Support Questions
Find answers, ask questions, and share your expertise
Announcements
Alert: Welcome to the Unified Cloudera Community. Former HCC members be sure to read and learn how to activate your account here.

Sqoop import from Postgresql doesn't work

Sqoop import from Postgresql doesn't work

New Contributor

Hi colleagues! 

 

I need help with Apache Sqoope omport task from PSQL! 

 

I have MaсOS with  Catalina 10.15.2 

Installed Sqoop and Hadoop locally. 

 

Trying to import table and getting error:

"ERROR tool.ImportTool: Error during import: Import job failed"

 

the command to Sqoop is:

% sqoop import  --connect jdbc:postgresql://127.0.0.1:54322/postgres --username postgres -P -table dim_parameters -- --schema dwh

 

What I'm missing? 

 

Full error log is: 

Warning: /usr/local/Cellar/sqoop/1.4.6_1/libexec/../accumulo does not exist! Accumulo imports will fail.

Please set $ACCUMULO_HOME to the root of your Accumulo installation.

Warning: /usr/local/Cellar/sqoop/1.4.6_1/libexec/../zookeeper does not exist! Accumulo imports will fail.

Please set $ZOOKEEPER_HOME to the root of your Zookeeper installation.

SLF4J: Class path contains multiple SLF4J bindings.

SLF4J: Found binding in [jar:file:/usr/local/Cellar/hadoop/3.2.1/libexec/share/hadoop/common/lib/slf4j-log4j12-1.7.25.jar!/org/slf4j/impl/StaticLoggerBinder.class]

SLF4J: Found binding in [jar:file:/usr/local/Cellar/hbase/1.3.5/libexec/lib/slf4j-log4j12-1.7.5.jar!/org/slf4j/impl/StaticLoggerBinder.class]

SLF4J: See http://www.slf4j.org/codes.html#multiple_bindings for an explanation.

SLF4J: Actual binding is of type [org.slf4j.impl.Log4jLoggerFactory]

2020-01-19 12:29:04,468 INFO sqoop.Sqoop: Running Sqoop version: 1.4.6

Enter password:

2020-01-19 12:29:08,788 INFO manager.SqlManager: Using default fetchSize of 1000

2020-01-19 12:29:08,788 INFO manager.PostgresqlManager: We will use schema dwh

2020-01-19 12:29:08,788 INFO tool.CodeGenTool: Beginning code generation

2020-01-19 12:29:09,001 INFO manager.SqlManager: Executing SQL statement: SELECT t.* FROM "dwh"."dim_vendor" AS t LIMIT 1

2020-01-19 12:29:09,060 INFO orm.CompilationManager: HADOOP_MAPRED_HOME is /usr/local/Cellar/hadoop/3.2.1/libexec

Note: /tmp/sqoop-kirilldemidov/compile/9114309c90c8eca54315622d42c5e09a/dim_vendor.java uses or overrides a deprecated API.

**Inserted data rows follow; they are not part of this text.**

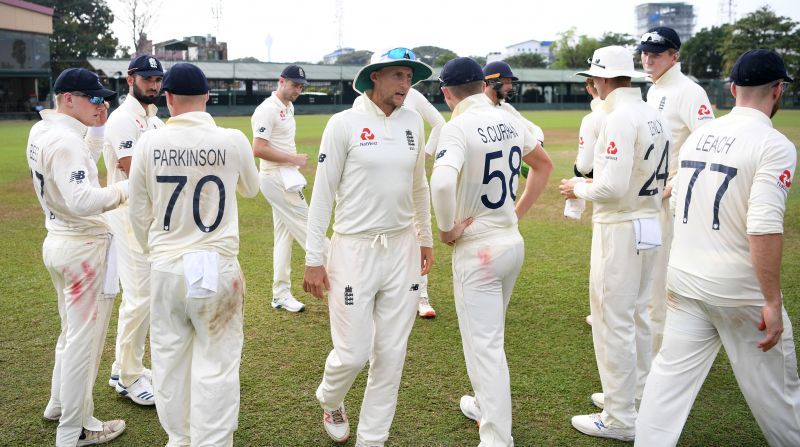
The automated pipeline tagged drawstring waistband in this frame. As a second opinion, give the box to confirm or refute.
[369,233,389,248]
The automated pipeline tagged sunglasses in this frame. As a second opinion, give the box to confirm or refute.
[72,92,106,106]
[640,33,678,48]
[381,47,417,61]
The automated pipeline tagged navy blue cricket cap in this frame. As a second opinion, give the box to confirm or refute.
[439,57,483,87]
[483,61,519,81]
[636,26,681,53]
[281,64,308,85]
[53,68,117,99]
[128,54,164,76]
[161,62,208,96]
[731,49,794,87]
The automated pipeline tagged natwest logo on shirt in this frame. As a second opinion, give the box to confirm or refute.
[359,127,378,146]
[778,169,792,189]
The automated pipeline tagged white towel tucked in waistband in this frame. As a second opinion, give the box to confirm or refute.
[278,166,306,192]
[633,217,661,250]
[183,251,219,298]
[103,234,119,299]
[564,177,586,219]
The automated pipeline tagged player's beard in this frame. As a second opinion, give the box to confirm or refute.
[133,82,158,104]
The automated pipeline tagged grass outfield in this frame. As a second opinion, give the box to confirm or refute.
[0,111,800,446]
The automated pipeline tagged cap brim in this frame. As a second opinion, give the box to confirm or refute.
[636,43,672,53]
[129,70,164,77]
[575,65,648,79]
[353,59,433,93]
[283,76,308,85]
[83,88,117,100]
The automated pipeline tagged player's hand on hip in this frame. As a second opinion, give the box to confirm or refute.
[439,217,475,245]
[558,179,578,199]
[294,154,308,168]
[758,304,783,352]
[303,265,331,298]
[419,247,433,276]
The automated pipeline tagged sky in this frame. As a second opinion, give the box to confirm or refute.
[107,0,800,63]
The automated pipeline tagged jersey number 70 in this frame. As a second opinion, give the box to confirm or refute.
[156,175,225,233]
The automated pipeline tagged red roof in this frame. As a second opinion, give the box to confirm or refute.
[0,0,53,16]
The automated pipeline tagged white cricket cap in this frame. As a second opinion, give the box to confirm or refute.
[575,45,647,78]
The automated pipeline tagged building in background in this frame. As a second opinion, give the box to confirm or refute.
[322,48,356,64]
[149,34,228,61]
[636,2,695,42]
[0,0,53,116]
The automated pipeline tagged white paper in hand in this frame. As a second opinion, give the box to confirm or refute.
[279,166,306,192]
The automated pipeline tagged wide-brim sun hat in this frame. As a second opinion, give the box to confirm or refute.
[575,45,647,78]
[353,47,433,93]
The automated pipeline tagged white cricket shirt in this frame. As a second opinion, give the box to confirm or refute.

Note: Recompile with -Xlint:deprecation for details.

2020-01-19 12:29:10,437 INFO orm.CompilationManager: Writing jar file: /tmp/sqoop-kirilldemidov/compile/9114309c90c8eca54315622d42c5e09a/dim_vendor.jar

2020-01-19 12:29:10,449 WARN manager.PostgresqlManager: It looks like you are importing from postgresql.

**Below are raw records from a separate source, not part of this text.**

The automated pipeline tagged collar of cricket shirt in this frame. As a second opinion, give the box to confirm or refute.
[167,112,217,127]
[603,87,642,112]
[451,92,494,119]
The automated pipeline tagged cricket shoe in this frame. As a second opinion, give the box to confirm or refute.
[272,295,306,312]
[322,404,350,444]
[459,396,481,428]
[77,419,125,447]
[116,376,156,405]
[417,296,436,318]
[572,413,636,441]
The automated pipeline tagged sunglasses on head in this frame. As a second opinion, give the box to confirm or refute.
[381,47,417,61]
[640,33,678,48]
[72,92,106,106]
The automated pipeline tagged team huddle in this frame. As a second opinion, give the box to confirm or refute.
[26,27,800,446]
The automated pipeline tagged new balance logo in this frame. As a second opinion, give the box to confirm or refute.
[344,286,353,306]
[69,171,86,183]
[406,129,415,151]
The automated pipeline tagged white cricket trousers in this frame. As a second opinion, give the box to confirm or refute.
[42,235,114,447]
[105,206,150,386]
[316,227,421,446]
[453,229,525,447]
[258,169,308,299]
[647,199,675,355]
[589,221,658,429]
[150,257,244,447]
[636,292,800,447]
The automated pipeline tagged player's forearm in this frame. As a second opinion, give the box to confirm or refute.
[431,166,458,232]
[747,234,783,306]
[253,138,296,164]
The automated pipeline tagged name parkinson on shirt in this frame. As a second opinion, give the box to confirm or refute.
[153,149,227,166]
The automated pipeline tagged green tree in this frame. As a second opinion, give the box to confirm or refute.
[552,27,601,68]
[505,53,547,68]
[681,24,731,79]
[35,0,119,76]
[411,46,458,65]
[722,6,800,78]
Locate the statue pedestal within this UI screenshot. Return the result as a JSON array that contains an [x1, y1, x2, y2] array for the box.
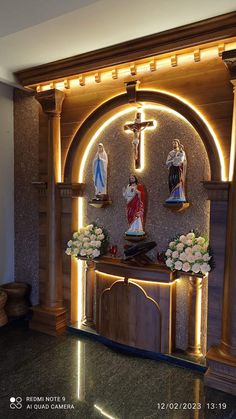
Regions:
[[88, 199, 112, 208]]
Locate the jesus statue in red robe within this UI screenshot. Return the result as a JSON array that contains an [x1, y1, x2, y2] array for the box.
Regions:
[[123, 174, 145, 236]]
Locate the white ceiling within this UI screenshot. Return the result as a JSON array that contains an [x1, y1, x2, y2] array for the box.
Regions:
[[0, 0, 236, 84]]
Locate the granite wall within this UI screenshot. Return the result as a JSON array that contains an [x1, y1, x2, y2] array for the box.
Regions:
[[14, 89, 39, 304]]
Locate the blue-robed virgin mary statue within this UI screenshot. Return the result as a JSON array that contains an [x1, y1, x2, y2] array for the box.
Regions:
[[93, 143, 108, 199]]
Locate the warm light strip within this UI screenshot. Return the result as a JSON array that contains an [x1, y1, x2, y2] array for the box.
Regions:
[[77, 341, 81, 400], [229, 89, 236, 182], [194, 287, 202, 347], [94, 404, 115, 419], [143, 89, 227, 181], [95, 270, 125, 279], [128, 278, 176, 287], [77, 197, 84, 322]]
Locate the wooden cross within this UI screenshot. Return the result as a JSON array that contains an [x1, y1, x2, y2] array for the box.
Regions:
[[124, 112, 154, 169]]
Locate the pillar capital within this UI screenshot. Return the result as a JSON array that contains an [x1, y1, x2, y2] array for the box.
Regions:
[[222, 49, 236, 82], [35, 89, 65, 115]]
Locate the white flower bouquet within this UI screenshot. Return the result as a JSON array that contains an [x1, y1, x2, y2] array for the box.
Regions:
[[165, 231, 214, 275], [66, 223, 108, 259]]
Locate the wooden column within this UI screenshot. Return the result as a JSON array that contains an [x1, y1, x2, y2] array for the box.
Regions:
[[30, 89, 66, 335], [83, 260, 95, 328], [205, 50, 236, 395]]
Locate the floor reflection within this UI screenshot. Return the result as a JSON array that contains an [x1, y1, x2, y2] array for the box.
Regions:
[[0, 328, 236, 419]]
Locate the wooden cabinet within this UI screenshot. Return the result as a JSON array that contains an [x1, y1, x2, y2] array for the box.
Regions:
[[94, 258, 176, 353]]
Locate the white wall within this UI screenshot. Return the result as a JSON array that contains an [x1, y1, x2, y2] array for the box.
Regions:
[[0, 83, 14, 284]]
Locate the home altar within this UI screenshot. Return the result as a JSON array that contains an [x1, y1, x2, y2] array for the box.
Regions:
[[84, 257, 176, 353]]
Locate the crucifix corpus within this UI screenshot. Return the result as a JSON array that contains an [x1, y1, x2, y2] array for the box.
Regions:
[[124, 112, 154, 169]]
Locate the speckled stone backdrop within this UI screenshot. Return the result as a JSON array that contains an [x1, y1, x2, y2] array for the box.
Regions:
[[84, 108, 210, 349], [84, 109, 210, 251], [14, 89, 39, 304]]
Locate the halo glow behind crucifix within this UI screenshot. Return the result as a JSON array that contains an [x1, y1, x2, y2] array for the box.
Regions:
[[124, 110, 154, 170]]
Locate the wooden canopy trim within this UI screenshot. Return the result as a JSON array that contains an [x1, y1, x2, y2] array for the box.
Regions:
[[15, 12, 236, 86], [64, 90, 221, 182]]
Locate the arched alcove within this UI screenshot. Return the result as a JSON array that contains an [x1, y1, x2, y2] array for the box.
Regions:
[[64, 91, 216, 360]]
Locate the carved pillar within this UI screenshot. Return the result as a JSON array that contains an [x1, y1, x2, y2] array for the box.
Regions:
[[187, 276, 202, 356], [205, 50, 236, 395], [83, 260, 96, 328], [30, 89, 66, 335]]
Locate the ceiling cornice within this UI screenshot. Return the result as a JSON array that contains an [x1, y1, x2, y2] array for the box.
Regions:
[[15, 12, 236, 86]]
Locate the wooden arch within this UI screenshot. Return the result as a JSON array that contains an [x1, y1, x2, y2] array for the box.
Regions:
[[64, 90, 221, 182]]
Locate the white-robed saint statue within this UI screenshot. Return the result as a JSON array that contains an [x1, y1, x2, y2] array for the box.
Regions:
[[93, 143, 108, 199], [166, 139, 187, 204]]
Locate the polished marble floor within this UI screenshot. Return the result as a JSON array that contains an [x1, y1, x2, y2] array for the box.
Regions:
[[0, 325, 236, 419]]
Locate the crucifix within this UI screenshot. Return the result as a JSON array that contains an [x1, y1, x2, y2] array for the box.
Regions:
[[124, 112, 154, 169]]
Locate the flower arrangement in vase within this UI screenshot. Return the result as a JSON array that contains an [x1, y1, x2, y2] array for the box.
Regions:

2020-01-19 12:29:10,449 WARN manager.PostgresqlManager: This transfer can be faster! Use the --direct

2020-01-19 12:29:10,449 WARN manager.PostgresqlManager: option to exercise a postgresql-specific fast path.

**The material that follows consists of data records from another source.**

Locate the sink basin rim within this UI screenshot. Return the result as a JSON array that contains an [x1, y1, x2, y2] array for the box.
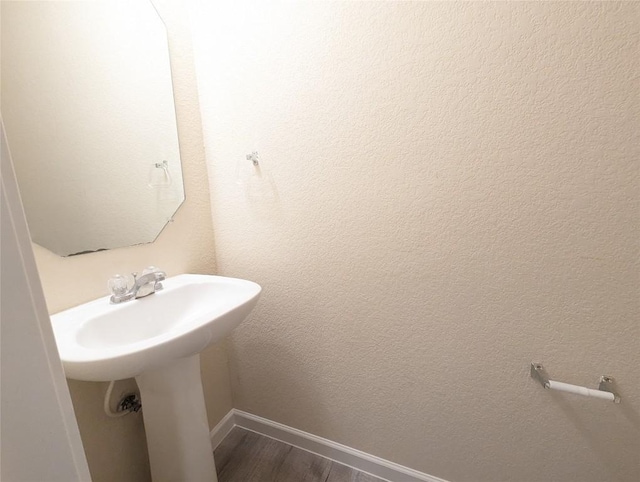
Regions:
[[51, 274, 262, 381]]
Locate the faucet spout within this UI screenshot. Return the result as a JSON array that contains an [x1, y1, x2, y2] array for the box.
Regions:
[[110, 270, 167, 303], [131, 271, 166, 299]]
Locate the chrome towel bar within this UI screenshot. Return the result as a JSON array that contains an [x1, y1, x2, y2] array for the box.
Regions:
[[531, 363, 620, 403]]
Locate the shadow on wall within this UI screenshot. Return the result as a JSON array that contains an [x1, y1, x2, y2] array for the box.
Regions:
[[553, 390, 640, 480]]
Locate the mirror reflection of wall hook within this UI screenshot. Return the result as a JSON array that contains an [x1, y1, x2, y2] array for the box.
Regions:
[[247, 151, 260, 167]]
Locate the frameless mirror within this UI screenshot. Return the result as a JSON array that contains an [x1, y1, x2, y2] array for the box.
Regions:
[[0, 0, 184, 256]]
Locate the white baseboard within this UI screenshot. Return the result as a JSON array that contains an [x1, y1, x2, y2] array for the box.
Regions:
[[211, 408, 447, 482]]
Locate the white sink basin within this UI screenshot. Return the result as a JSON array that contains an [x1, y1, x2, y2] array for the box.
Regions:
[[51, 274, 261, 382]]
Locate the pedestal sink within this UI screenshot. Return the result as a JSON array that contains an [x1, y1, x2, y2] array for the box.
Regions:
[[51, 274, 261, 482]]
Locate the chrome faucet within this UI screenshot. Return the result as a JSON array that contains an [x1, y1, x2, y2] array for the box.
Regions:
[[109, 268, 167, 303]]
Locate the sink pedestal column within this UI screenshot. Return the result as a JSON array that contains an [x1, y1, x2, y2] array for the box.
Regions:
[[136, 355, 218, 482]]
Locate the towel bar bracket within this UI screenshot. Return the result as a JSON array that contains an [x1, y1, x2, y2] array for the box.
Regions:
[[531, 362, 620, 403]]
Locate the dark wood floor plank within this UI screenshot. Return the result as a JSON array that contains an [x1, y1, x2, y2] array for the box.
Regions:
[[325, 462, 383, 482], [214, 427, 382, 482], [277, 447, 331, 482]]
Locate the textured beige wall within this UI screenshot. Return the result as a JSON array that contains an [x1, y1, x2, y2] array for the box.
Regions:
[[194, 2, 640, 482], [27, 0, 232, 482]]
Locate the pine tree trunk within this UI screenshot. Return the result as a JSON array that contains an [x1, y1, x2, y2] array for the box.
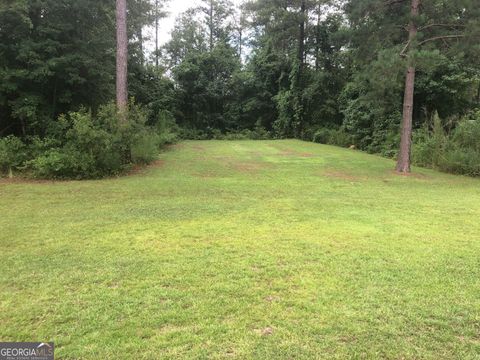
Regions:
[[155, 0, 159, 68], [208, 0, 213, 51], [117, 0, 128, 113], [397, 0, 420, 173], [397, 66, 415, 173]]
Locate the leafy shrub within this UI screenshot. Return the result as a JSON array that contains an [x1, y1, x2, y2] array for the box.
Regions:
[[0, 136, 28, 177], [412, 112, 480, 176], [180, 126, 272, 140], [412, 114, 449, 168], [0, 100, 177, 179], [131, 132, 160, 164], [313, 128, 353, 147]]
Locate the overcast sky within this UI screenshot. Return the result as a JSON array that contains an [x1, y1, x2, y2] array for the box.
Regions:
[[148, 0, 243, 48]]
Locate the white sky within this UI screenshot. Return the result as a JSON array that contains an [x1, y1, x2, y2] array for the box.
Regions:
[[147, 0, 243, 48]]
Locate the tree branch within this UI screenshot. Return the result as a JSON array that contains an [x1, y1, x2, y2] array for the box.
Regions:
[[418, 24, 466, 31], [400, 40, 411, 57], [418, 34, 466, 46]]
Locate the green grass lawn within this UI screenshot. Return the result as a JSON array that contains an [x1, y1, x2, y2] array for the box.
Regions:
[[0, 140, 480, 359]]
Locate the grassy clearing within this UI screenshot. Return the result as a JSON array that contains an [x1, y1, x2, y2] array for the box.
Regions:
[[0, 141, 480, 359]]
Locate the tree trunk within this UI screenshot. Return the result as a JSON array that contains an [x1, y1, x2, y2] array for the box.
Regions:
[[117, 0, 128, 119], [315, 5, 321, 71], [397, 0, 420, 173], [155, 0, 158, 68], [208, 0, 213, 51], [298, 0, 306, 67]]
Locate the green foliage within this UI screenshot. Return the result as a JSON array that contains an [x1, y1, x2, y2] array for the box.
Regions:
[[0, 104, 177, 179], [0, 140, 480, 360], [412, 112, 480, 176], [0, 136, 27, 177], [313, 128, 354, 147]]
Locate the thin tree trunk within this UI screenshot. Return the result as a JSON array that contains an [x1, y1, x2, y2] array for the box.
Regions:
[[298, 0, 306, 67], [315, 5, 321, 71], [155, 0, 158, 68], [208, 0, 213, 51], [117, 0, 128, 116], [397, 0, 420, 173]]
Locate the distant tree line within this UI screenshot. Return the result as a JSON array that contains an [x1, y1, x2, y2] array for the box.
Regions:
[[0, 0, 480, 179]]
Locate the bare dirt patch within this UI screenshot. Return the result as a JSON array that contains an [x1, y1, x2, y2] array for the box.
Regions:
[[320, 170, 363, 181], [0, 177, 58, 185], [270, 145, 315, 158], [127, 160, 165, 176]]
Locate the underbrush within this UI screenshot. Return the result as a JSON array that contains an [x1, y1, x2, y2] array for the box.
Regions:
[[0, 104, 176, 179], [180, 127, 273, 140], [412, 111, 480, 176]]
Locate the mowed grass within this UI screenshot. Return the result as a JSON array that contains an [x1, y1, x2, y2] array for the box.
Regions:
[[0, 140, 480, 359]]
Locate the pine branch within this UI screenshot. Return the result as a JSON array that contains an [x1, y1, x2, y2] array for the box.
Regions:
[[418, 24, 466, 31], [418, 34, 466, 46]]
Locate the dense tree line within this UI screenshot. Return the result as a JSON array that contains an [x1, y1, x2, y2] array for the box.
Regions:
[[0, 0, 480, 179]]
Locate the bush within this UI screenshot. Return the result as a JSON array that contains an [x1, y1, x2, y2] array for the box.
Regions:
[[313, 128, 353, 147], [180, 126, 272, 140], [0, 104, 177, 179], [0, 136, 28, 177], [131, 132, 160, 164], [412, 114, 449, 168], [412, 112, 480, 176]]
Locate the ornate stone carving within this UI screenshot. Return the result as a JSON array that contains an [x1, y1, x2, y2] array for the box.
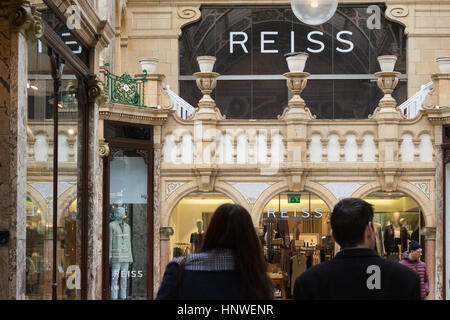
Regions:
[[178, 7, 198, 19], [422, 227, 436, 241], [444, 149, 450, 164], [386, 5, 409, 18], [177, 5, 202, 35], [377, 168, 403, 192], [369, 71, 406, 119], [166, 182, 184, 199], [278, 72, 314, 120], [228, 182, 274, 206], [0, 0, 44, 38], [410, 181, 431, 199], [88, 76, 108, 106], [98, 142, 110, 158], [192, 72, 225, 120], [159, 227, 174, 241], [320, 182, 366, 200]]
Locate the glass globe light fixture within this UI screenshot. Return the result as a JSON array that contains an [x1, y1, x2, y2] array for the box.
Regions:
[[291, 0, 338, 26]]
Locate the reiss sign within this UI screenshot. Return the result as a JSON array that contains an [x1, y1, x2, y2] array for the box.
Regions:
[[230, 30, 355, 54]]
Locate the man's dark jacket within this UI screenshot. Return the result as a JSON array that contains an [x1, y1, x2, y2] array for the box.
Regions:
[[294, 248, 420, 300]]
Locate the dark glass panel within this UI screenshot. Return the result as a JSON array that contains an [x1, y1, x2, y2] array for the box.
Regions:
[[105, 122, 150, 140], [252, 81, 288, 119], [216, 81, 252, 119]]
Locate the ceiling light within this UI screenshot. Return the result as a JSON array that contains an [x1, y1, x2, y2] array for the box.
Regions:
[[291, 0, 338, 26]]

2020-01-19 12:29:10,477 INFO mapreduce.ImportJobBase: Beginning import of dim_vendor

2020-01-19 12:29:10,478 INFO Configuration.deprecation: mapred.job.tracker is deprecated. Instead, use mapreduce.jobtracker.address

2020-01-19 12:29:10,576 WARN util.NativeCodeLoader: Unable to load native-hadoop library for your platform... using builtin-java classes where applicable

2020-01-19 12:29:10,601 INFO Configuration.deprecation: mapred.jar is deprecated. Instead, use mapreduce.job.jar

2020-01-19 12:29:10,751 INFO Configuration.deprecation: mapred.map.tasks is deprecated. Instead, use mapreduce.job.maps

2020-01-19 12:29:10,852 INFO impl.MetricsConfig: Loaded properties from hadoop-metrics2.properties

2020-01-19 12:29:11,024 INFO impl.MetricsSystemImpl: Scheduled Metric snapshot period at 10 second(s).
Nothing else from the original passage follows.